We hit Derbyshire and the Operations briefing begins. It’s a guide on how to survive up North, delivered purely for my benefit. “Stuart, you’ll be fine – so long as you don’t open your mouth”. Sound advice. But when your job involves singing, it doesn’t help to live in fear of a bloke named Biffa hitting you over the head with a pasty.

“Stuart, don’t go out after dark with a suit on – they’ll bottle you”. At this point it occurs to me that I’m the only one in the car wearing a suit.

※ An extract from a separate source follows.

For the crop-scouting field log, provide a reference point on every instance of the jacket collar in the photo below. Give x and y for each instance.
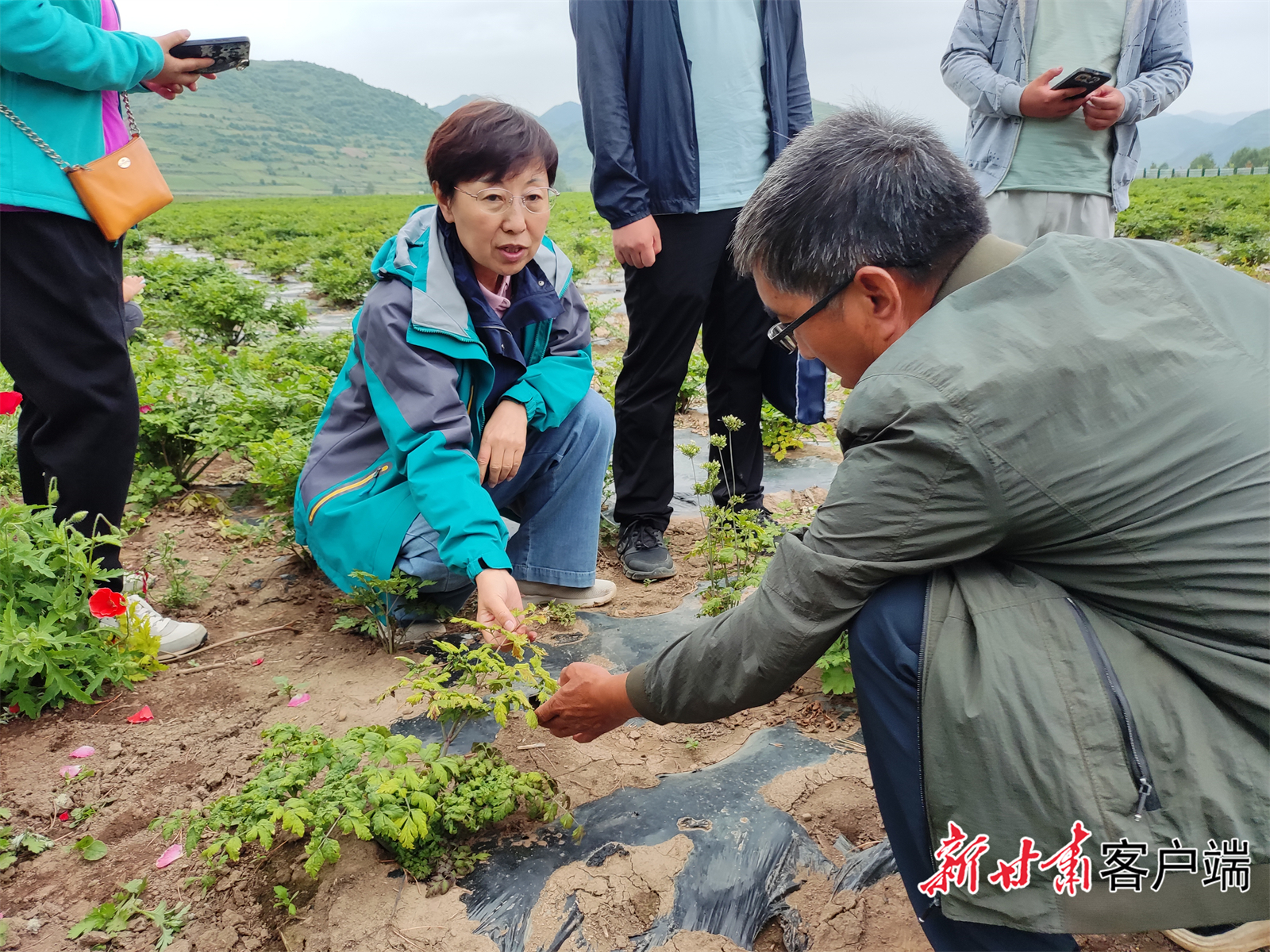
(418, 257)
(990, 254)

So my views on the North are tainted by the time we stop at Yorkshire’s Woolley Edge services. I make my virgin footsteps on Northern tarmac. I would bend down and kiss it like the Pope – were it not for the fear of getting my head kicked in. The first native I see is a woman eating noodles with her fingers. It’s like watching Crossroads on acid.

I’m only in the service station for about 90 seconds when it becomes clear that everyone up here is a million times more pleasant than the people at Watford Gap. If the staff at Watford Gap were an unruly child this Yorkshire service station is a child who says “please” and “thanks”. The folks in Leeds were nice too. We had a marvellous outing. At the end of the night we’re back on the M1, Oxford bound.

I decide I like it up North. And if I ever get to see a part that isn’t the interior of a motorway service station I might even enjoy being attacked by a bloke named Biffa.